It is believed to be the first time for several years that a woman has been charged in relation to wartime Nazi atrocities, while several men have been pursued by the authorities.

"The charge sheet incriminates the accused, who was an adolescent at the time, with complicity to murder in several thousand cases,"  said the statement from prosecutors in Itzehoe, northwestern Germany.

"In other cases, she is charged with complicity in attempted murder."

The justice ministry accuses the woman -- who would now be more than 90 years old -- of crimes committed between June 1943 and April 1945 at the former Nazi death camp at Stutthof, about 40 kilometres from Gdansk.

She is said to have "given assistance to those responsible for the systematic massacre of Jewish prisoners, Polish partisans and Russian Soviet prisoners of war in her post of stenographer and secretary to the camp commander", according to the authorities.

Because some prisoners survived their ordeal in the camp, some acts should be legally considered attempted murder, prosecutors say.

Because of the woman's young age at the time, she would eventually be tried before a special juvenile court. However, it is not certain that the case will go ahead: the justice system must first decide whether, because of her advanced age, she is fit to face trial.

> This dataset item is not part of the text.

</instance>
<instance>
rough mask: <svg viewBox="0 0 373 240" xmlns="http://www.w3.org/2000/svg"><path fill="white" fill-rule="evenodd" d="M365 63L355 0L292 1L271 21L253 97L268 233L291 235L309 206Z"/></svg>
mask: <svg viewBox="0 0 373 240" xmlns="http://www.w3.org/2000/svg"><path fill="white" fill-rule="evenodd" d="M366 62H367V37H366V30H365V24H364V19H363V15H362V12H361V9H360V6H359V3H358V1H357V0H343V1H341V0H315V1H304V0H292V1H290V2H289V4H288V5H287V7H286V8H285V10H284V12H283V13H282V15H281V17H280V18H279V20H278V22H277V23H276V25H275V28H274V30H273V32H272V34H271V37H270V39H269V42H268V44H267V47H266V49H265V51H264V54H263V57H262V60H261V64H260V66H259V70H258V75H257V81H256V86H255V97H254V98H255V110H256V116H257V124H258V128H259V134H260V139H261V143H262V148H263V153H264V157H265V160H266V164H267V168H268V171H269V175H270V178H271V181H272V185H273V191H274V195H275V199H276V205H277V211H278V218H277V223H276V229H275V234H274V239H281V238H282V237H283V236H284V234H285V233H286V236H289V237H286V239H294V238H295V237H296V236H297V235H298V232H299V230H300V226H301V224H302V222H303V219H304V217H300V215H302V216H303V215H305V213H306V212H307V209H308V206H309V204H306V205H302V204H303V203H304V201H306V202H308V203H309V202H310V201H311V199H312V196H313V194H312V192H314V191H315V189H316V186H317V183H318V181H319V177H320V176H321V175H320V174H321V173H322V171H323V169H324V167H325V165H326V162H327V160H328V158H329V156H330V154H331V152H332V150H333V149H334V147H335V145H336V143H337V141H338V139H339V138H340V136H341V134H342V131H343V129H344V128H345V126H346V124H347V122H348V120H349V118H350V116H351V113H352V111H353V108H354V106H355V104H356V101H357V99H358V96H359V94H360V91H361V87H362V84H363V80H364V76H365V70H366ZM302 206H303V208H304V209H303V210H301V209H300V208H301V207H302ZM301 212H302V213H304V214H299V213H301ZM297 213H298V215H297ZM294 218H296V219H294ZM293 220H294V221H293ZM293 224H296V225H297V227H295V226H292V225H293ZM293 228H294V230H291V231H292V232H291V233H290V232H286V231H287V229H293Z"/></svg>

Neither the name nor the age of the accused has been officially divulged.

In 2019, the regional broadcaster NDR claimed there were 29 active cases in Germany concerning Nazi war crimes. Among them was a 94-year-old woman identified as Irmgard F, a former personal secretary to the commander of the Stutthof camp and who today lives in a retirement home north of Hamburg.

In recent years, Germany has tried and convicted several former SS members and has widened its investigations to include camp guards accused of complicity to murder -- moves designed to illustrate severity on the part of the justice system but which have been criticised as belated by wartime victims.

In July 2020, a court in Hamburg handed down a two-year suspended prison sentence to Bruno Dey, a 93-year-old concentration camp guard, for complicity in thousands of murders at Stutthof.